To say this has been simple. Straight forwards! Was not a problem at all! Well not quite. This has been challenging to the last nut and bolt. With several rethinks and a lot of tea drinking. Still it’s in and meets with the specifications that must be achieved. It requires to be Electrically wired up yet, as well as the electrical interlocking within the signal box still to do.

This is the HJ Detector, I would have liked to have installed. It came over the fence from the Networkrail Aviemore project. It was part of the redundant materials that the Strathspey was given. Unfortunately it is set up to be on the left hand side of the points as you look at them. It can not be changed to a right hand mount without the locking bars been swapped out. The reason it can not be fitted on the lefthand side is simply, the points rodding is in the way.

This HJ detector was looked out from our store, was not in the best of condition. Although it is set up correctly to be on the right hand side of the points and contains the correct locking bars that can be swap out. But first will clean it up and see if this on can be fitted.

Before having a good looking at the insides of the HJ detector. The mounting brackets of this detector required to be removed. Unfortunately the mounting brackets are of the wrong type for the type of rail and buckled beyond repair. Managed to get three of the nuts off, there are four in total. One in each corner. The bolts, where stuck fast and an angle grinder needed to be applied to cut them all off. Unfortunately they would not knock out with out a lot of pressure being applied. The problem being that the body of the detector is cast and is likely to fracture if to much force is applied. A much kinder approach was required. Drilling a hole through the old bolt to weaken it, allowing it to collapse in on it self. Reducing its hold and allowing it to be knocked out with out damaging the casting.

Making progress! All four bolts out, now to have a good look at the insides.

Stripping it down reviled a few problems with corrosion on key parts.  ThIs is the unfortunate part of it being in storage for a long time out in the open. Some parts Where heavily pitted and some of the “fingers” the electrical contacts broken.

Corroded parts that needed to be swapped were swapped. The fingers changed over to the other body and a good clean. This is how it was looking before putting the mechanical Locking parts back in. Has very much been stripped right down and built back up. A workshop would have been better for this job, but a p-way trolley as a workbench is just as good.

Before mounting the detector, the drop lugs on the switches had to be turned and a good alignment achieved. This is to know were the detector is to be placed. Yes it goes between the sleepers! but it all needs to line up. If there is any rubbing or it is not square it will make the points harder for the signaller to pull.
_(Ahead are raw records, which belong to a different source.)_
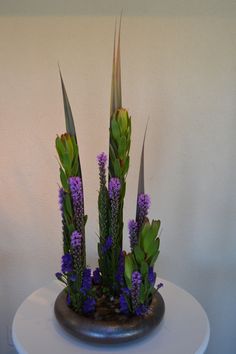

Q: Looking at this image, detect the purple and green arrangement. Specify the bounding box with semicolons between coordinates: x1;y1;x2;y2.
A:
55;21;162;317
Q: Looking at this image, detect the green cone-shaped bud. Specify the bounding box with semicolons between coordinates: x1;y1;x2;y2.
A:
55;133;79;180
109;108;131;181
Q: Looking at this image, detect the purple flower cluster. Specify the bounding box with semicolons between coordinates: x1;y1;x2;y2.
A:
80;268;92;295
97;152;107;188
69;177;84;233
135;304;148;316
128;219;138;251
131;271;142;312
58;188;64;215
82;297;96;314
92;268;101;285
109;178;121;200
70;230;83;249
148;267;156;286
137;193;151;229
61;253;73;273
102;235;112;254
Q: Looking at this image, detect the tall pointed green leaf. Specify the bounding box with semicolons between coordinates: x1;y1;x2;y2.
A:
58;67;83;180
136;120;149;219
59;68;77;141
116;14;122;110
110;20;117;118
110;14;122;118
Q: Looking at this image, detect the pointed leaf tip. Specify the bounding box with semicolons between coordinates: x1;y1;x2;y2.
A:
59;69;77;141
110;14;123;118
136;119;149;218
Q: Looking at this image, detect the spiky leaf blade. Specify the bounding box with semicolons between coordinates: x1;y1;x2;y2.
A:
136;120;149;219
110;14;122;118
59;69;77;140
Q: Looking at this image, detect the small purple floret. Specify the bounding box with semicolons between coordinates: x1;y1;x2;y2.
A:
97;152;108;187
80;268;92;295
132;271;142;285
69;177;84;233
131;271;142;311
93;268;101;285
97;152;107;167
102;236;112;254
148;267;156;286
135;304;148;316
109;178;121;200
70;230;83;249
157;282;164;290
137;193;151;229
55;272;63;280
58;188;64;214
138;193;151;211
61;253;73;273
82;297;96;314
Then the more challenging part, Getting everything to line up and then screwed down. First the rods are placed in, detector placed on top and all cheeked. Before being screwed down, You can see the BR standard mounting plates used to secure the detector to the timbers in this picture. Once this was done, then needed to measure how long each rod needed to be to go between the drop lugs and the detector lugs. These where removed, cut, drilled and offered up. Fitting nicely just a little adjustment was required but worked really well. So now it is ready to be Electrically wired up.

A Nice clean and tidy site. For those who are not sure why this is being done. It is for the locking controls of the signalling. Before the signal can be “pulled off” allowing the train to pass over the points, in a facing move. We need to prove that the points are in fact, closed and locked. If the system dose not see that the points are closed and locked,  then the signaller will not be able to pull any signal in a facing move over the points.